Na cidade, Segall fixou seu olhar na floresta da Tijuca, recortada contra a malha urbana do Rio de Janeiro a seus pés. au gravou morros tomados de favelas como pano de fundo de prósperos sobrados coloniais de beiral de telha. A visão social, sempre. Seja pelo ângulo do trabalhador da terra e da valorização de seu esforço produtivo, seja pela percepção das vidas marginais resistindo nas cidades.

Nas florestas de José De Quadros, a figura humana está ausente. Parece não haver qualquer intenção de anotação de caráter político ou ideológico. Mas isso é apenas aparência, como vamos ver a seguir.

O ponto inicial do encontro não verbal entre os dois artistas ocorreu no início dos anos 80, quando José visitou uma mostra de Segall exposta na Funarte do Rio de Janeiro.
O artista conta ter ficado magnetizado pela força do que via, sendo compelido a voltar inúmeras vezes para rever tudo em minúcias. Entre as obras daquela exposição, ficou especialmente gravada em sua memória o desenho Floresta com troncos espaçados.

Pintar florestas (muitas delas com troncos espaçados) é quase uma obsessão para José De Quadros, que produziu com esse tema a vertente mais sólida de sua pintura. Um conjunto vibrante, que impressiona pela capacidade de arrancar ressonâncias cheias de frescor de um tema tão repetidamente visitado. Seja pelo próprio artista, seja pela longeva história da pintura.
Do ponto de vista formal, é interessante notar o modo como o trabalho surge no espaço da tela. As primeiras referências são gráficas. Traços-troncos estabelecem a composição e o ritmo. Estão pousados sobre o fundo branco da tela, como se fossem rastros de gravura em metal transportada para o papel. Sobre esses primeiros indices da imagem, o artista sobrepõe pentimentos de intensidades variadas, rastros de pincel que apagam ou semi-apagam largas áreas, urdindo tessitura complexa e luminosa. As cores mais vibrantes podem vir do fundo da tela, como na técnica da aquarela. Ou, pictóricamente, serem colocadas por último, quase anulando a sugestão de figura com uma atmosfera que reverbera luz.

O clima idílico existente na celebração das cores outonais ou a melancolia e a solidão impregnadas nos horizontes tomados pela neve pressupõem o indivíduo (o pintor) que subjetiviza o entorno onde vive. As florestas não são ficções convocadas como mero pretexto para o livre curso do pincel mas traduções sensibilíssimas da vivência interior de alguém que mora em Kassel.

Essa cidade é cosmopolita e provinciana.

Vive a dicotomia insolúvel de sediar a mais importante mostra de arte contemporânea do mundo (a documenta, realizada a cada cinco anos) e, ao mesmo tempo, ser uma cidadezinha pequena, perdida no meio da Alemanha.

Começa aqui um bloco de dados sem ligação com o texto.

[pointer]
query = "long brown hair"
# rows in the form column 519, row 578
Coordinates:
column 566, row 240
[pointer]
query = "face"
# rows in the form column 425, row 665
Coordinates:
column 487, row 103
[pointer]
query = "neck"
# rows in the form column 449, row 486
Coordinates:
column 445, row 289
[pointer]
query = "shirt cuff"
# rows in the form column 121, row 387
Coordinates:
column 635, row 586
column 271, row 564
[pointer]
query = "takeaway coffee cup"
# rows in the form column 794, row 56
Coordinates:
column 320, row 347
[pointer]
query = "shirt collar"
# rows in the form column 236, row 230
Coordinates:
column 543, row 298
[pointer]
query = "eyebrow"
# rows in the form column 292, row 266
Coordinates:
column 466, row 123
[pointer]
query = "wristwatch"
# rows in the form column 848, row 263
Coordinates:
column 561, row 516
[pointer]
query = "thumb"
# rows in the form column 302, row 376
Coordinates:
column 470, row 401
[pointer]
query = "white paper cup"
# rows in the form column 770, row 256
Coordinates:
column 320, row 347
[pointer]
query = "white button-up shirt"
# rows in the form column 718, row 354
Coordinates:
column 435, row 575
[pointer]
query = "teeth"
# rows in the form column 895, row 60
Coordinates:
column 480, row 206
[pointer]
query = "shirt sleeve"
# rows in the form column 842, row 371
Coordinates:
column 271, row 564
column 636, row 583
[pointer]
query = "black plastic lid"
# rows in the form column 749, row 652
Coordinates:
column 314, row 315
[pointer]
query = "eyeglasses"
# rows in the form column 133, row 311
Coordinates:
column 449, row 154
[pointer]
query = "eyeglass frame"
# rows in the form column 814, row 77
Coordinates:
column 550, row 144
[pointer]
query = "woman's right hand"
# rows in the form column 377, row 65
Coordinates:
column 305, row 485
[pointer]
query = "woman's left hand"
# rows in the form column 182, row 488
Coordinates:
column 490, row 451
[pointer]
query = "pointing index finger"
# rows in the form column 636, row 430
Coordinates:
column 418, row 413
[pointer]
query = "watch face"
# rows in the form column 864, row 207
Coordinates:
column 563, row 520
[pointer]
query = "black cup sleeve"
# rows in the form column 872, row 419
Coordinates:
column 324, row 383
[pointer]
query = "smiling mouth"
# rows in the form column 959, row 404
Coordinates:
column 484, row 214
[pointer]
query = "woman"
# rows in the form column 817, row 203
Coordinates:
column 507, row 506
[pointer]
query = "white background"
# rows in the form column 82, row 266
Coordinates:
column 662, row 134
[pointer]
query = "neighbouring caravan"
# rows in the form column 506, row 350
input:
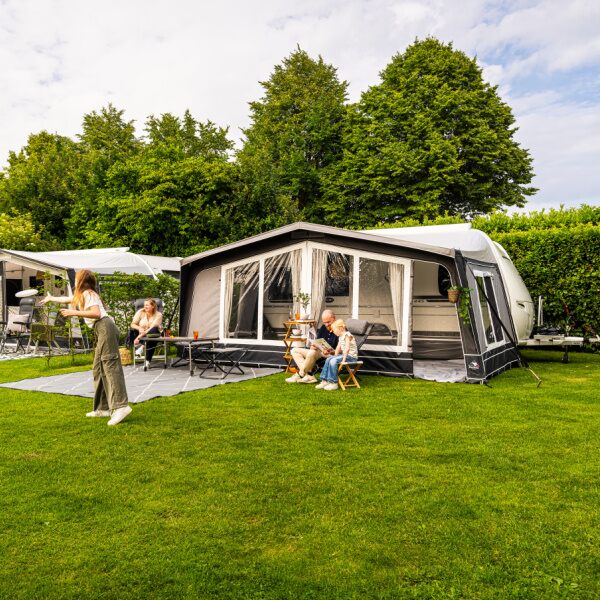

Cercada de magníficas florestas, de altos pinheiros plantados ordenadamente ao longo de um riozinho de águas aparentemente límpidas, ela esconde, além de seus horizontes bucólicos, um passado dramático, ainda crispado na memória de todos.

Em telas como a de titulo Sombrios tornaram-se os dias, José De Quadros remete a esse passado turvo da cidade. Alude à tristemente célebre Noite dos Cristais (Reichskristallnacht) de 9 de novembro de 1938, quando todas as sinagogas da Alemanha foram destruidas pelo vandalismo e pelo fogo dos nazistas. Foi em Kassel que a primeira sinagoga foi queimada, como modelo e inicio do período de perseguição e extermínio mais feroz do povo judeu. Também foi em Kassel que a aviação britânica despejou toneladas de bombas incendiárias que causaram 14.000 mortos. As idílicas florestas de Kassel estão plantadas em solo impregnado de dor e de cinzas.

Seriam as florestas do final da vida de Segall, ainda que fossem de Campos do Jordão, reminiscências da infância e adolescência no Báltico?, indaga-se José De Quadros. Florestas idílicas escondendo um travo amargo da memória de imigrante judeu? É nestas florestas que Segall exercita seu olhar estrangeiro, a descobrir fascínio na diversidade.

A calma de Campos do Jordão envolve em algodão a lâmina da memória da guerra.

O olhar estrangeiro de José De Quadros sobre as florestas de Kassel, por sua vez, trabalha em sentido contrário. Desenterra da cena pacífica um passado não vivido, que projeta seu gume afiado em sombras sobre o duro oficio de viver. Uma paisagem onde a figura está antes, abaixo ou após as árvores. Sujeito oculto. Tragédia partilhada.